Defence PSU Stocks Today: Shares of Cochin Shipyard Limited, a leading state-run defence and shipbuilding firm, have surged 40% over six consecutive sessions, including a 13% jump after its Q4 results on May 15, pushing the stock above Rs 2,030. However, Kotak Institutional Equities warned in a note on May 16 that the stock could fall nearly 60% from current levels, despite the recent rally.
Nifty Defence Stocks Today: Cochin Shipyard Stocks in Lead
Defence sector stocks have rallied for the sixth consecutive session on Friday, with Cochin Shipyard, Mazagon Dock Shipbuilders, and Bharat Electronics Ltd (BEL) among the top gainers, as investors welcomed the government's renewed focus on domestic defence production.

The Nifty India Defence index touched a fresh 52-week high during the session, registering a rise of up to 20% since May 9. All 18 constituents of the index were trading in the green on Friday, with some stocks gaining as much as 15% intraday.
Cochin Shipyard Share Price: Mazagon Dock, BEL Stocks Continue to Surge
On May 16, shares of Cochin Shipyard Ltd surged by 12.09%, rising Rs 219.10 to trade at Rs 2,031.20. Mazagon Dock Shipbuilders Ltd also witnessed a sharp gain, climbing 9.02% or Rs 287.10 to reach Rs 3,469.50 as of 12:27 pm. Meanwhile, Bharat Electronics Ltd (BEL) saw its stock rise 5.45%, up Rs 19.10, trading at Rs 369.50 as of 12:58 pm.
This rally is driven by Prime Minister Narendra Modi's recent emphasis on bolstering India's homegrown military capabilities. "India has demonstrated its expertise in modern warfare. The time has arrived for 'Made in India' defence equipment," PM Modi said earlier this week, pointing toward continued policy support for indigenous defence manufacturing under the Make in India initiative.
What should investors do after such a sharp rise in Cochin Shipyard's stock?

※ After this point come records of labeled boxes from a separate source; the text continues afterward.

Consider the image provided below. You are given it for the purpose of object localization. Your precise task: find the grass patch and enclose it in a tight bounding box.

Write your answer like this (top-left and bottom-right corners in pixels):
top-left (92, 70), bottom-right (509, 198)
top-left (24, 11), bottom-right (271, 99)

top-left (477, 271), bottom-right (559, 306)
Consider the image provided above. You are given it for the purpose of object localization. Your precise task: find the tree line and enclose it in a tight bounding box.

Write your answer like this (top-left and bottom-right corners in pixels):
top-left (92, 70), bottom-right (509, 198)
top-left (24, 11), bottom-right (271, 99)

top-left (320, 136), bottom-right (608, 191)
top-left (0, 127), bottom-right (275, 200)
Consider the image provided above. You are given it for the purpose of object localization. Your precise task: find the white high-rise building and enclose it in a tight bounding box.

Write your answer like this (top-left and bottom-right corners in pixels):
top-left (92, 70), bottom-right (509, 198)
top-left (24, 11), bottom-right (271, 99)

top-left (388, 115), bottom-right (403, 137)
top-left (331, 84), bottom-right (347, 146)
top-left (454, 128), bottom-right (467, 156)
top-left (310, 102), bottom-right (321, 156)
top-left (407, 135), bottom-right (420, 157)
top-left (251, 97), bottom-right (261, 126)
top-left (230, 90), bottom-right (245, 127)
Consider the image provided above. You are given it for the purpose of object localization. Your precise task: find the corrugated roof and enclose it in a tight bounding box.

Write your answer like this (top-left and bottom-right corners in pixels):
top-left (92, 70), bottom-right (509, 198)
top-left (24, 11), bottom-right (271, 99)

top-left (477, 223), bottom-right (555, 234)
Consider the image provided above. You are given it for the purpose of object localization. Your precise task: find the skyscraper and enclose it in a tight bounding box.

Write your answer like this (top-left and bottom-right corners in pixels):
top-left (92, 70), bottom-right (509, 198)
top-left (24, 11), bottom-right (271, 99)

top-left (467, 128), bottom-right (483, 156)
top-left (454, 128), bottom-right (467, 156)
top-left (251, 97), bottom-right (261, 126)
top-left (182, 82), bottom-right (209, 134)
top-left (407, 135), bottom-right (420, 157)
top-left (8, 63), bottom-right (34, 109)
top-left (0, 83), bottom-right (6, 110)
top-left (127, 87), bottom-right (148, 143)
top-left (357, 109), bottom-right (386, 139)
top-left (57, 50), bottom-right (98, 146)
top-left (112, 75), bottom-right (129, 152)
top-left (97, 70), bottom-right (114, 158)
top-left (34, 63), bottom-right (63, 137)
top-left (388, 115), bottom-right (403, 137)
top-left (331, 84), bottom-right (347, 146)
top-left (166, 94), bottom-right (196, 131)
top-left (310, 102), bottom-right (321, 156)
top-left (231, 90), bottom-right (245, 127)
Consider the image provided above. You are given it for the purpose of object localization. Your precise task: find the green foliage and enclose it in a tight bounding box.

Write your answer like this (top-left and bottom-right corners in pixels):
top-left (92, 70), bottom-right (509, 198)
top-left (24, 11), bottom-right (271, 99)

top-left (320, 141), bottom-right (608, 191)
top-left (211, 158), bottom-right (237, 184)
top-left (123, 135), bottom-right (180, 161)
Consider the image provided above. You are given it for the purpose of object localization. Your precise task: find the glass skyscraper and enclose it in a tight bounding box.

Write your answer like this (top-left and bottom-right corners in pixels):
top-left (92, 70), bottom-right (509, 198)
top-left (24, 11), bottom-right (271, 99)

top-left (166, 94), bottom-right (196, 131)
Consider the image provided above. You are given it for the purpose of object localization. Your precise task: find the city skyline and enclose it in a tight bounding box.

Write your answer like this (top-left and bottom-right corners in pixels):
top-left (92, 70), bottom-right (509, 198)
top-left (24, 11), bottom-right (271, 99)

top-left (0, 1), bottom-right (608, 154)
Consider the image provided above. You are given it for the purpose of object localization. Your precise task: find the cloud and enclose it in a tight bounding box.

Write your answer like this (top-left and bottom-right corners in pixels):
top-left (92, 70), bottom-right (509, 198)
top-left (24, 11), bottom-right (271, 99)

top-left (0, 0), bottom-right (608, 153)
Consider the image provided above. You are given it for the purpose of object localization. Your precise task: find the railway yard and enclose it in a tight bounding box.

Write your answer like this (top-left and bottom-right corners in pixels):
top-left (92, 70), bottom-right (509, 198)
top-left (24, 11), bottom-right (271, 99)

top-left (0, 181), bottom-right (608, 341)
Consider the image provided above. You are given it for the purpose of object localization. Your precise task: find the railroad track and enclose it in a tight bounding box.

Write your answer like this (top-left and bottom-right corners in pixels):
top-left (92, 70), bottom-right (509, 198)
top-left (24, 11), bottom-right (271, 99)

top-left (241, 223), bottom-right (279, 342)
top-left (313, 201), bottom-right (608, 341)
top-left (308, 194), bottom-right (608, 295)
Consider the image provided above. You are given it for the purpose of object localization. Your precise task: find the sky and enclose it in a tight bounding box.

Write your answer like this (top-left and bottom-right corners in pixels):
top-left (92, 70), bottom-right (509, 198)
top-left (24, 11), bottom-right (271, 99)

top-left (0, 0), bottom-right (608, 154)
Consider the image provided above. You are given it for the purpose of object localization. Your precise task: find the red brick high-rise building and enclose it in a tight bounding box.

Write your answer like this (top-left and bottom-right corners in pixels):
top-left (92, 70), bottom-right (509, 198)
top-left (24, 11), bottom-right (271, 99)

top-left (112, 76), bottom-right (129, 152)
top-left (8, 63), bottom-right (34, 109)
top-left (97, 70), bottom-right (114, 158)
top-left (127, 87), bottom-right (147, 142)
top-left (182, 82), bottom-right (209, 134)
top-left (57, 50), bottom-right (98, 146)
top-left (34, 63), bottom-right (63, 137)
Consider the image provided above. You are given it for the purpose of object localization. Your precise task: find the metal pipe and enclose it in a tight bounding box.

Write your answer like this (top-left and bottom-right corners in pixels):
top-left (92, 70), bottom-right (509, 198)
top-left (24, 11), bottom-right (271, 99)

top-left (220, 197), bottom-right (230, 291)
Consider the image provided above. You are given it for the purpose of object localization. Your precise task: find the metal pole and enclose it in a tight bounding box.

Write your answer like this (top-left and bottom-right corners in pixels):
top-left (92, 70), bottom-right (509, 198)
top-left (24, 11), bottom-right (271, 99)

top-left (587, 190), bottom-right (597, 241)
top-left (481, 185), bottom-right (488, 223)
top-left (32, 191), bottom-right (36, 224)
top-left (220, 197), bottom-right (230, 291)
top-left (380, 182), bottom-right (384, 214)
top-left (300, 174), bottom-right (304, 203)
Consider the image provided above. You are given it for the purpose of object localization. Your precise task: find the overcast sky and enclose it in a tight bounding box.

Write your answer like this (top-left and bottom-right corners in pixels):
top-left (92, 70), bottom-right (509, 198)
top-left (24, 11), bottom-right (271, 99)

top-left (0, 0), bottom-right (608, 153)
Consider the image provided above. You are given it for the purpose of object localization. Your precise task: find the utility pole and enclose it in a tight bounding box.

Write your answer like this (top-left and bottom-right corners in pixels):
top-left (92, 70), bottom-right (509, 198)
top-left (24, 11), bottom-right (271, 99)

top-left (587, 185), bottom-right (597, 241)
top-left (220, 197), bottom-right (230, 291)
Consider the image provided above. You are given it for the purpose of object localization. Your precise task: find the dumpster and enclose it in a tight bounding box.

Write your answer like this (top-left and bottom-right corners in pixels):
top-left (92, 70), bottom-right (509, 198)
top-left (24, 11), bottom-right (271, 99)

Axis Securities has picked Cochin Shipyard as a momentum stock. The brokerage has recommended buying this defence stock in the range of Rs 1,770-1,702. The stock closed at Rs 1,812 yesterday. Axis has set the first target at Rs 2,080 and the second target at Rs 2,185. A stop-loss of Rs 1,565 has been advised to protect profits and manage potential trend reversals. Notably, the stock had reached an all-time high of Rs 2,977 in July 2024 and hit a low of Rs 1,180 on February 18, 2025. So far, it has recovered more than 70% from its low, but even at the current price, it remains about 32% below its peak.
60% Downside Target for Cochin Shipyard: Kotak's Bearish View
Post Q4 results, Antique has issued a report on Cochin Shipyard, giving it a 'HOLD' rating with a target price of Rs 1,640. In contrast, Kotak Securities has taken a very bearish view, assigning a target of just Rs 850. Cochin Shipyard's current market cap stands at over Rs 52,700 crore, with a free float market cap of Rs 17,235 crore. The stock has attracted 989,140 retail investors, who hold an 18.98% stake-roughly 5 crore shares. Domestic institutional investors (DIIs) hold 6.82%, including mutual funds at 3.42% and insurance companies at 3.39%.
Kotak Securities noted that the company's margins remain under pressure, primarily due to increased provisioning. Although income and profit are rising, this is largely due to higher other income. The repair order for INS Vikrant contributed positively to the company's performance this year. However, a lack of new orders from the Indian Navy is a concern, as the company hasn't secured any major naval contracts in the past two years. This poses several challenges for its near-term outlook.
Cochin Shipyard Q4 Results 2025
In Q4, Cochin Shipyard's revenue rose 37% year-on-year to Rs 1,758 crore. Net profit increased 10.8% to Rs 287 crore. However, operating profit (EBITDA) declined 7.6% to Rs 266 crore, and the margin fell from 22.40% to 15.10%. On a quarterly basis, revenue rose 53.2%, EBITDA increased 11.9%, and net profit jumped 62%. Despite these gains, the EBITDA margin dropped to 15.1% in Q4 from 20.7% in Q3 and 22.4% in the same quarter last year, indicating a consistent downward trend in margins, which remains a negative signal.
Disclaimer
The recommendations made above are by market analysts and are not advised by either the author, nor Greynium Information Technologies. The author, nor the brokerage firm nor Greynium would be liable for any losses caused as a result of decisions based on this write-up. Goodreturns.in advises users to consult with certified experts before making any investment decision.